Japan introduced its first management code for investors in 2014, and its first corporate governance code in 2015. At the time, I argued that a code for companies was necessary because both policies would function like “the two wheels of a cart”.

The corporate governance code would provide information so that investor engagement encouraged by the stewardship guidelines can be effective. Shareholders will receive the information they need to assess companies.

However, the fine print of Japan’s stewardship framework still leaves much to be desired, compared to the British model that the Japan Financial Services Agency originally sought to emulate.

When most foreign institutional investors think of “engagement”, they envision a two-way dialogue in which they can make suggestions on issues such as capital structure, dividend policy, governance practices, membership composition. advice, etc.

In the UK, investors are free to do this and keep their discussions confidential, which the issuing company may also wish.

If an investor buys more shares, so that he owns more than 3% of the company, he will have to file a simple “large stake” report. But he will not have to disclose his “goal”To own the stock unless he plans to take over the company.

Therefore, investors need not worry about ambiguous definitions of “purpose” which are subject to interpretation at the discretion of regulators.
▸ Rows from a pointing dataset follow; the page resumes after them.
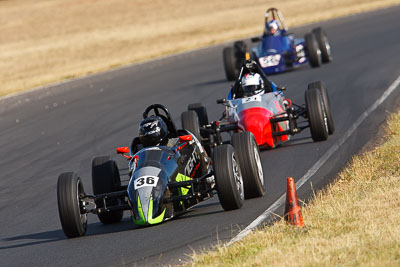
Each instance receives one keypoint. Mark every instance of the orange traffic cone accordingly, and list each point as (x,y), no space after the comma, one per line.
(292,208)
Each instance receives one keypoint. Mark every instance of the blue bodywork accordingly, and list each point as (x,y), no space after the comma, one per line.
(279,52)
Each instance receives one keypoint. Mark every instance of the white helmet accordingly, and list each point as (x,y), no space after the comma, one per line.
(273,26)
(252,84)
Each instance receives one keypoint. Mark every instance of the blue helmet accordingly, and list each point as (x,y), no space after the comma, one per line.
(153,131)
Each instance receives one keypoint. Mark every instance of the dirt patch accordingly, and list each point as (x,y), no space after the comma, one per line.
(45,41)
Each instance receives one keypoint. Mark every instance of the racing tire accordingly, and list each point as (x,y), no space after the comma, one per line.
(228,177)
(69,191)
(313,51)
(230,63)
(316,115)
(190,122)
(248,155)
(106,179)
(323,43)
(325,100)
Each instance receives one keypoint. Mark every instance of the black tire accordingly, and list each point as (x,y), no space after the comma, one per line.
(230,63)
(316,115)
(190,122)
(327,104)
(312,49)
(106,179)
(201,112)
(69,191)
(323,44)
(248,155)
(228,178)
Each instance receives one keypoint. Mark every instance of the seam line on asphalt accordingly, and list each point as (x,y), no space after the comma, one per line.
(280,201)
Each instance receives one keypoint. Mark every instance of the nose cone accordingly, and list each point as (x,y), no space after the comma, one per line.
(145,193)
(256,120)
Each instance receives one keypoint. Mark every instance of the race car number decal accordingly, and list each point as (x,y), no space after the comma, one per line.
(269,61)
(255,98)
(146,181)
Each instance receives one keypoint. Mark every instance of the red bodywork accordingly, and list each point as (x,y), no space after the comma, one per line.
(257,121)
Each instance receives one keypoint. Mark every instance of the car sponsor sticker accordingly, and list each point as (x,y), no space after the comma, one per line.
(146,181)
(269,61)
(254,98)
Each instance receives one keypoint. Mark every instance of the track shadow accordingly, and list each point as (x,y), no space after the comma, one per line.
(38,238)
(291,143)
(219,81)
(93,229)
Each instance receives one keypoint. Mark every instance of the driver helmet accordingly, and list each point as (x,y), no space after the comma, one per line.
(252,84)
(272,27)
(153,131)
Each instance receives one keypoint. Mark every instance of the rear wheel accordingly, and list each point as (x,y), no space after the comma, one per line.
(248,154)
(190,122)
(228,177)
(106,179)
(316,115)
(313,51)
(325,99)
(70,206)
(323,44)
(230,63)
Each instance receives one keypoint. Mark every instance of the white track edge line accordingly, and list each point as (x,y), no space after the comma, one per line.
(317,165)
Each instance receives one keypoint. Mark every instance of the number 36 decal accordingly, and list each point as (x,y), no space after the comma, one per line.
(146,181)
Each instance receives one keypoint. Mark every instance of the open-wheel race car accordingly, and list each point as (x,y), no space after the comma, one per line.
(169,172)
(268,115)
(278,50)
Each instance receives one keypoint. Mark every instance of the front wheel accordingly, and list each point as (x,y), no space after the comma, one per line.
(228,177)
(323,44)
(71,209)
(316,115)
(327,105)
(313,51)
(250,163)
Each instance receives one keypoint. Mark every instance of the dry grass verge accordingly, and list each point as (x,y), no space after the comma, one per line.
(355,221)
(44,41)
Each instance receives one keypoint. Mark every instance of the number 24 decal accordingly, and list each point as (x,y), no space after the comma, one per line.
(146,181)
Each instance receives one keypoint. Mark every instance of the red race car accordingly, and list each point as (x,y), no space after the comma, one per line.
(257,105)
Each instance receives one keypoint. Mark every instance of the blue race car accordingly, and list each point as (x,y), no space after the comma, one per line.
(278,50)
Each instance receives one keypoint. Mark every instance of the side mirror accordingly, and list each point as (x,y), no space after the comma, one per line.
(122,150)
(255,39)
(185,138)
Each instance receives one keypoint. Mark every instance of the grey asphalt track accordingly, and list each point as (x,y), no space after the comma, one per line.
(61,128)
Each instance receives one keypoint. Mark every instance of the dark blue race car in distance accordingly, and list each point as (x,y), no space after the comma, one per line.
(278,50)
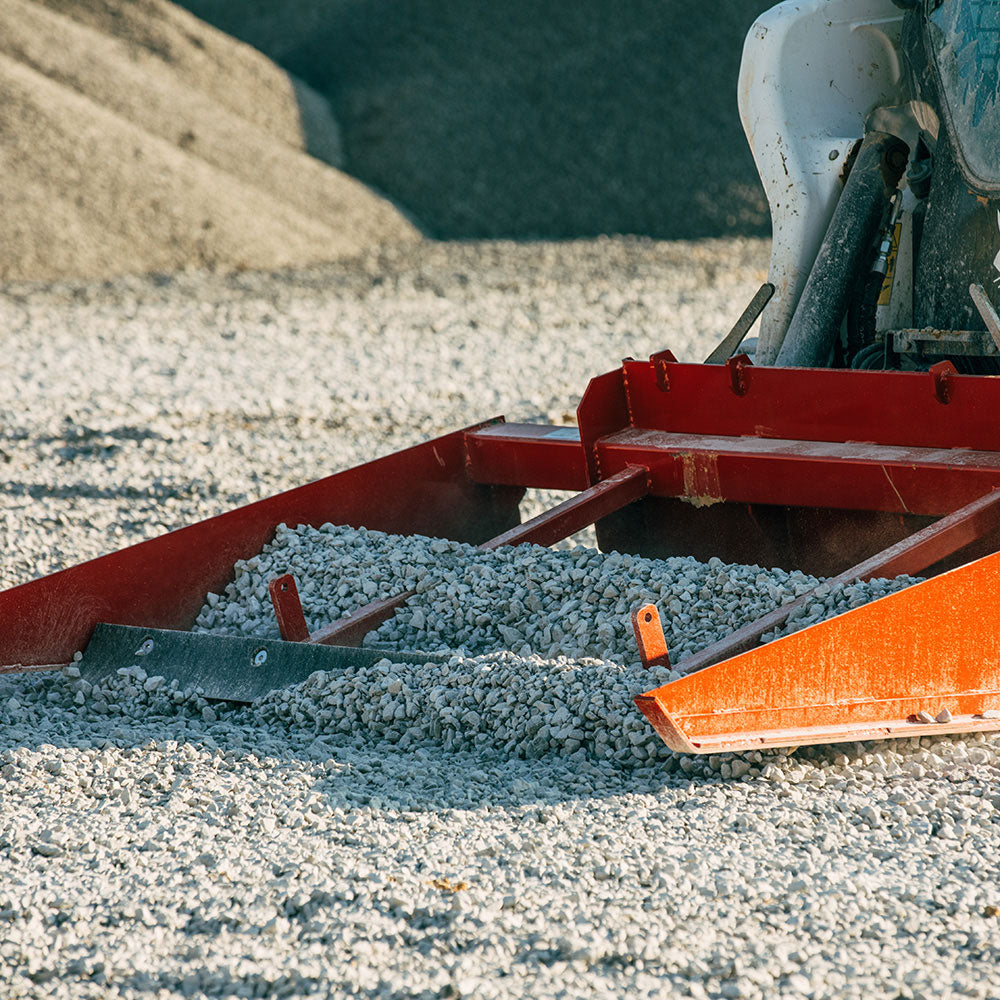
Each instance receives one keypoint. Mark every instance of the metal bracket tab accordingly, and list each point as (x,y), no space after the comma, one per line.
(649,637)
They can also easily lead a “collective commitment”, which is now becoming common on themes linked to environmental, social and governance issues.

But in Japan, if a large asset manager buys more than 5% of a company’s shares, he will have to ask himself, “Can we make any suggestions – or strong clues – on such issues?” Indeed, he must publicly declare to the FSA whether it is to “just make a pure investment”, or if he can also “make suggestions on important actions” by the company, a list which includes many topics that diligent fund managers want. to discuss.

Filing the report indicating the possibility of “making important suggestions” requires more frequent internal monitoring and reporting to the FSA. These should be done separately from internal reporting systems according to the practical regime that is used if one simply chooses to “shut up and not make suggestions”. In the case of collective commitment, the potential charges are again amplified.

These regulations pour cold water on the usual concept of “constructive engagement” of large investors, essentially labeling them as “likely activists.” They also throw sand into the cogs of the compliance systems of large institutions.

Japan created this onerous reporting regime in 2006, after a series of unsuccessful attempts by activists to scale Japan’s citadel walls. The management code later extolled the virtues of institutional investor engagement because historically they had been far too lazy and silent.

Unfortunately, however, Japan has done nothing to change its reporting rules for large holders. Concretely, the FSA retained with one hand the benefits of “engagement” that its stewardship policy had just promised with the other.

Over time, other ironies have surfaced. The companies hoped the 2006 rules would slow activist investors. However, many activists now just make public announcements, so the rules don’t put them off much. Mainly, the rules only burden large traditional institutional investors, especially passive funds.

The divergence between the UK and Japan is clearly reflected in their stewardship codes. In the UK, the code proactively requires “signatories, where appropriate, to engage in collaborative engagement to influence issuers”.

In contrast, the most recent version of the Japanese Stewardship Code weakly states that “as required, it’s possible this collective commitment may to be beneficial “. A footnote then reminds informed readers that the possibility of collaborative engagement was reduced in 2006.

It would be a shame if bureaucratic inertia prevented the FSA from aligning its regulations with the Japan of 2021. The “large holding reports” rules were intended to provide better disclosure for the benefit of investors. They were not intended to “protect” public enterprises from having to hear suggestions from their owners.